X-ray crystallographic analysis of the pyrophosphate-dependent phosphofructokinase of Spirochaeta thermophilum : a thesis presented in partial fulfillment of the requirements for the degree of Master of Science in Biochemistry at Massey University, New Zealand

Abstract

The structure of a homodimeric, non-allosteric, PPᵢ.-dependent phosphofructokinase from the thermophilic bacterium Spirochaeta thermophilum has been resolved by X-ray crystallography in two distinct conformations at 2.2 (R = 0.1991 [R free = 0.2288]) and 1.85 Å (R = 0.1923 [R free = 0.2035]) resolution. The 554 residue (Mᵣ 61080 g.mol-¹) subunit, a homologue of the plant PPᵢ,-PFK β-subunit exhibits an asymmetrical quaternary structure and shares both sequence and tertiary structure with the N- and C- terminal Rossmann-like domains of prokaryotic ATP-PFKs. Spirochaeta thermophilum PPᵢ-PFK exhibits three major inserts relative to the prokaryotic ATP-PFK of E. coli, an N-terminal insert, a C-terminal insert, and an insert within the PFK C-terminal domain which forms an autonomous α-helical domain. The active site is formed at the interface of the N and C domains.

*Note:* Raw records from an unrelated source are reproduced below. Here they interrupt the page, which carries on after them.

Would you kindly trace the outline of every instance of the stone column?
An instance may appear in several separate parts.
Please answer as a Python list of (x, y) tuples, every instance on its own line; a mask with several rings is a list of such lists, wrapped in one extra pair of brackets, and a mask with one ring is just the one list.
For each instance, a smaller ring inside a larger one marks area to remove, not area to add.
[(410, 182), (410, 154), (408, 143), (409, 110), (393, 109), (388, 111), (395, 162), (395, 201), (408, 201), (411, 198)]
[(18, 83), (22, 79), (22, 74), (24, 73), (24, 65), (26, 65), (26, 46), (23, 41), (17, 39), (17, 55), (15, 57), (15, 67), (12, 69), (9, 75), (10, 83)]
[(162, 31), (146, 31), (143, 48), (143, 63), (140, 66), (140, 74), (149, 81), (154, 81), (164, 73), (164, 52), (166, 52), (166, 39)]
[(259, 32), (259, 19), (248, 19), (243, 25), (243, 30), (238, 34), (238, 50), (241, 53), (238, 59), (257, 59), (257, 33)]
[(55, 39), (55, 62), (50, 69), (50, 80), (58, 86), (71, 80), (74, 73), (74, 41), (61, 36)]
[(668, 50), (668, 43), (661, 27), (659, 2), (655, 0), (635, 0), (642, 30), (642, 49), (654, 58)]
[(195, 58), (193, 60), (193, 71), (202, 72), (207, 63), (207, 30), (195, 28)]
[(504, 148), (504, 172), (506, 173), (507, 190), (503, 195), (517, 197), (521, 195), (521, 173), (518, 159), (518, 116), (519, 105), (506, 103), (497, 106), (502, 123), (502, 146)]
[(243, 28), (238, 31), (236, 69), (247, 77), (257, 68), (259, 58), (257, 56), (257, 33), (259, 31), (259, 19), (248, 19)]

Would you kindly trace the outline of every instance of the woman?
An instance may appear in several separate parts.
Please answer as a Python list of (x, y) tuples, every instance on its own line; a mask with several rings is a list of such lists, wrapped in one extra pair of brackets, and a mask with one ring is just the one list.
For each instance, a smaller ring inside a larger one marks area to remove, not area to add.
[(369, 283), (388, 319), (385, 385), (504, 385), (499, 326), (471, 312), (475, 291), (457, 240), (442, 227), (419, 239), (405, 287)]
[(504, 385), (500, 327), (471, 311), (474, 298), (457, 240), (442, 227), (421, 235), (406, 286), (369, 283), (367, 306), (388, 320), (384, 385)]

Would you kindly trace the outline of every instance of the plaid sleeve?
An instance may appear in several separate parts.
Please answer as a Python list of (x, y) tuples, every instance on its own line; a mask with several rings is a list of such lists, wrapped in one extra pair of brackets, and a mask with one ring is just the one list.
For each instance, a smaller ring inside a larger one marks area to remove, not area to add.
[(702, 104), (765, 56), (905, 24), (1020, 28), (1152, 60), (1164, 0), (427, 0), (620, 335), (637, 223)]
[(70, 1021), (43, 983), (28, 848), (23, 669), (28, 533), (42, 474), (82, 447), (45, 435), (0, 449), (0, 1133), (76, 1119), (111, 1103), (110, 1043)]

The 'open' and 'closed' subunit asymmetry of the S. thermophilum PPᵢ-PFK 1.85 Å atomic model mirrors that of the B. burgdorferi PPᵢ-PFK (1KZH [Moore et al.2002]) with the exception that the two unique β-hairpins (380-390 [α16-α17] and 485-495 [β14-β15]) of subunit A are not displaced into the active site. Both subunits of the S. thermophilum PPᵢ-PFK 2.2 Å atomic model adopt an 'open', apparently inactive conformation. The conformational change involves concomitant closure of the active site of both subunits via a rigid-body displacement of the C and α- helical domains, relative to the N domain. The N domain of one subunit and the C domain of the opposing subunit can be thought of as a rigid body, therefore closure of one active site dictates closure of the other. Rotation of the small domain forces Met251 of the MGR motif to adopt an active conformation and displacement of the α-helical domain, specifically the 380-390 β-hairpin into the active site 'folds' Arg253 (MGR) into an active conformation. Closure of the active site, which prevents wasteful hydrolysis, involves movement of the β14-β15 β-hairpin into the active site and simultaneous rearrangement of the PPᵢ-binding GGDD motif. The conformational change of the S. thermophilum PPᵢ-PFK is surprisingly complex and unique relative to prokaryotic ATP-PFKs and involves displacement of novel structural elements. These movements change the conformation of conserved motifs at the active site and therefore function to modulate PPᵢ-dependent activity.